The float type represents double-precision floating point values (64-bits). Floating point numbers are written in the conventional manner of programming languages:

1.414
1414e-3
0.01414E2

Recent versions of the compiler allow underscores within float literals to improve readability.

Common operations are available in the float standard library module. Some higher-level functions are available in the math module (e.g. sin, cos, sqrt).

float values can be tested for equality and inequality using = and \= operators. Note the usual warnings about comparing floating point numbers for equality.

string

The string type represents a sequence of Unicode characters.

A string literal is written as a sequence of characters between double quotes:

"this is a string"

String literals may contain backslash escapes.

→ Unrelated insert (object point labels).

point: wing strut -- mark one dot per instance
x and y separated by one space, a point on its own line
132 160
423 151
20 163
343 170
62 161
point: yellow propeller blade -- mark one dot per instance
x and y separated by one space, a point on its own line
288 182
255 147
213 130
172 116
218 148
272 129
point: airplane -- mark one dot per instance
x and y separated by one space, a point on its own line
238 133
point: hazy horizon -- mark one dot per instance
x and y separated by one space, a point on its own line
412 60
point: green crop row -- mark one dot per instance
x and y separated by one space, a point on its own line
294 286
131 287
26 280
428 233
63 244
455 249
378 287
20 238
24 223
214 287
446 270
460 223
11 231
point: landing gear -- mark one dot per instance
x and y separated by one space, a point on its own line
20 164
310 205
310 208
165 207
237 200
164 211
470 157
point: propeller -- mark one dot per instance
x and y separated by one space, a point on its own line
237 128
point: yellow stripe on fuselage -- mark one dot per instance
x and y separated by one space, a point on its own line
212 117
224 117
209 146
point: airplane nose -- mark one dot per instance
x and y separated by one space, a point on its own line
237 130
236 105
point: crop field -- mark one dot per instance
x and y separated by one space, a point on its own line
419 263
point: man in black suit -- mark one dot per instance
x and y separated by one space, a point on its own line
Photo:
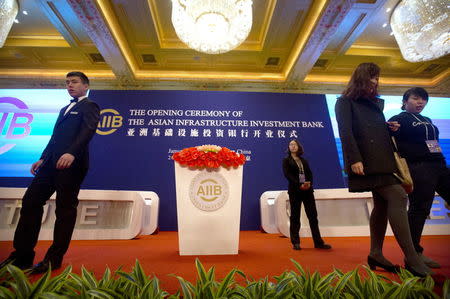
61 168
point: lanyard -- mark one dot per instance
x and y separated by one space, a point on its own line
425 123
300 165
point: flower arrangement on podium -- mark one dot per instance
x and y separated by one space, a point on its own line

\a          stands for "alert" (a beep character),
\b          for backspace,
\r          for carriage-return,
\f          for form-feed,
\t          for tab,
\n          for newline,
\v          for vertical-tab.
\\          for backslash
\'          for single quote
\"          for double quote
\xXXXX\     for the character code identified by hexadecimal XXXX
\oOOO\      for the character code identified by octal OOO
\uXXXX      for Unicode character U+XXXX (four hexadecimal digits)
\UXXXXXXXX  for Unicode character U+XXXXXXXX (eight hexadecimal digits)

Another way to include a double quote in a string is to use two adjacent double quotes:

"I said ""oops""."

Strings literals may continue over multiple lines. A backslash followed immediately by a newline will be deleted (both the backslash and the newline will not be included in the string).

Basic operations on strings are available in the string library module. For example, there are predicates and functions to:

  • append or join strings (++, append, join_list)
  • return the length of a string (count_codepoints, count_code_units, length)
  • index code points or code units (index, unsafe_index_code_unit)
  • skip to the next or previous code point (index_next, prev_index)
  • convert between a string and list of code points (to_char_list, from_char_list)
  • convert between a string and list of code units (to_code_unit_list, from_code_unit_list)
  • search for sub-strings (sub_string_search)
  • replace sub-strings (replace, replace_all)
  • split strings
  • strip whitespace

As usual, string values can be tested for equality or inequality using the operators = and \=.

The internal encoding of a string depends on the target language for interoperability with code written in those languages. When targeting C, strings use UTF-8 encoding and are terminated with a NUL character (so code units are 8-bit integers and null characters are not allowed). When targeting Java or C#, strings are the same as Java or C# strings and use UTF-16 encoding (so code units are 16-bit integers). Usually you would not work with code units directly, so it is not hard to write code that works for either encoding.

character (char)

The character type represents a Unicode code point. There is a type alias char in the char standard library module which is more commonly used. The name character exists for historical reasons.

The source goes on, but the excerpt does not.